Whilst many social media platforms hold policies against the depiction of harmful activities on their sites, they typically allow exceptions if the videos are educational, documentary, scientific, or artistic in nature. As you can imagine, this leaves a lot of wiggle room for professional content creators. For example, whilst a video of someone pointing a loaded gun at someone else might be removed, a news report containing the same video would be allowed.

Many are thus calling for a blanket ban on daredevil content across social media regardless of context. But the platforms are understandably resistant to limit their users to this extent – this would cost them millions in ad revenue.

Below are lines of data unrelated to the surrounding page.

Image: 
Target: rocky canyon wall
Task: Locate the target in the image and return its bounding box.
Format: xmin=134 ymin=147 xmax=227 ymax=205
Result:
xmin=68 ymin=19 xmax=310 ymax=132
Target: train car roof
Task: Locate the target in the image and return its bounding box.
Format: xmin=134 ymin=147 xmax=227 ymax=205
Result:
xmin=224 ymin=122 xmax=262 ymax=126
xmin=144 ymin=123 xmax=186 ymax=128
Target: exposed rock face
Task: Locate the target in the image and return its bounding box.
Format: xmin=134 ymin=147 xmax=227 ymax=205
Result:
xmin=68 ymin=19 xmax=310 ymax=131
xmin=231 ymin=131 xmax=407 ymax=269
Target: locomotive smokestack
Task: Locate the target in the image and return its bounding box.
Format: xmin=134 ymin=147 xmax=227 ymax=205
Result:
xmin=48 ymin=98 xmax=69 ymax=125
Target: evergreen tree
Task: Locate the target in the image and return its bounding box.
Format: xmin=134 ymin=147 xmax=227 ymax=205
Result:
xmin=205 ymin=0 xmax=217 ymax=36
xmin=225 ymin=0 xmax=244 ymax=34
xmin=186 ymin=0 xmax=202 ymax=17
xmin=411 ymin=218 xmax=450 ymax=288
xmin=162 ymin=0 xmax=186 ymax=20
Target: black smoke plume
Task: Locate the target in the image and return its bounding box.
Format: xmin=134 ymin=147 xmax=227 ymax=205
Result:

Another solution could be technology-based interventions that use a camera feed to identify when people are in danger, detecting higher elevation or proximity to an approaching vehicle, for example. A project involving one American and two Indian universities, called, ‘From Camera to Deathbed: Understanding Dangerous Selfies on Social Media,’ is currently working on such a system. Their tech uses deep learning to identify pictures that pose life-threatening situations. However, the question remains as to what a camera could actually do to save someone from falling off a building – it looks like this would be useful for, at best, warning emergency services.

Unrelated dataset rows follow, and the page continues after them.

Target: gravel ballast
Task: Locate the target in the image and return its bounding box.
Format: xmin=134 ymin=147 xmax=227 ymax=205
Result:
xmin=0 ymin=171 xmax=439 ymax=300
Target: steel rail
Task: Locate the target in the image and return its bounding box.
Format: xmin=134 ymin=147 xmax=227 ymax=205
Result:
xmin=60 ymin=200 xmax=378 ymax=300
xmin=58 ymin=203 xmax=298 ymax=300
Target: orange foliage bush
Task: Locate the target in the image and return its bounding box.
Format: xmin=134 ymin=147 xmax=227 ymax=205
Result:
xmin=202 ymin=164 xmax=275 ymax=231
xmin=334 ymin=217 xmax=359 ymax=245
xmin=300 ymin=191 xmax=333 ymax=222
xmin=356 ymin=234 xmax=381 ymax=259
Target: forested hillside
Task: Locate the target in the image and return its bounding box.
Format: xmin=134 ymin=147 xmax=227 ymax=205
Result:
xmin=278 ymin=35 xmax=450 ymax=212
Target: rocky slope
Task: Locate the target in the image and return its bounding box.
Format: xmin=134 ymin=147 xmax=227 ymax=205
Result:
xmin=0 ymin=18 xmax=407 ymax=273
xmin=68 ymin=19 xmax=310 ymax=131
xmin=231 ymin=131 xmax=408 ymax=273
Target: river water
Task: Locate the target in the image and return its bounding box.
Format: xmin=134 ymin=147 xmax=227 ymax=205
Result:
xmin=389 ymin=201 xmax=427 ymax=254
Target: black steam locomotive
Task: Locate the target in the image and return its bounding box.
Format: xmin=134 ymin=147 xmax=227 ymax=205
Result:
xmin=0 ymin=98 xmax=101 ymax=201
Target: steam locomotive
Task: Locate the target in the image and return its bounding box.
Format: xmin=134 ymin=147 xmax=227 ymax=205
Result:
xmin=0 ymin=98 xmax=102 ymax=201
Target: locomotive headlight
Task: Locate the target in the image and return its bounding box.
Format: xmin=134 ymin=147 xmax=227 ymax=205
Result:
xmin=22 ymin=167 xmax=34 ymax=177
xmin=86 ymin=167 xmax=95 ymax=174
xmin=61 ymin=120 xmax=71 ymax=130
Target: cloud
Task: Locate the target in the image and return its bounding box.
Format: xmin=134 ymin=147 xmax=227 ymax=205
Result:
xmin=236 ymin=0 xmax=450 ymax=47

It’s easy to imagine that social sites might some day use tech like this to flag photos and videos that are taken in life-threatening situations. In the meantime, risk taking for social media fame is getting more extreme, and the number of fatalities is on the rise. As the public slowly begins to understand the potential harms of social media, our best hope is that it also begins to take notice of the potential danger social media stunting can engender, and that social media platforms take their corporate social responsibility more seriously by demonetising blatantly reckless videos and photos.

We’re also crossing our fingers that young promising individuals like George King get some more down-to-earth hobbies.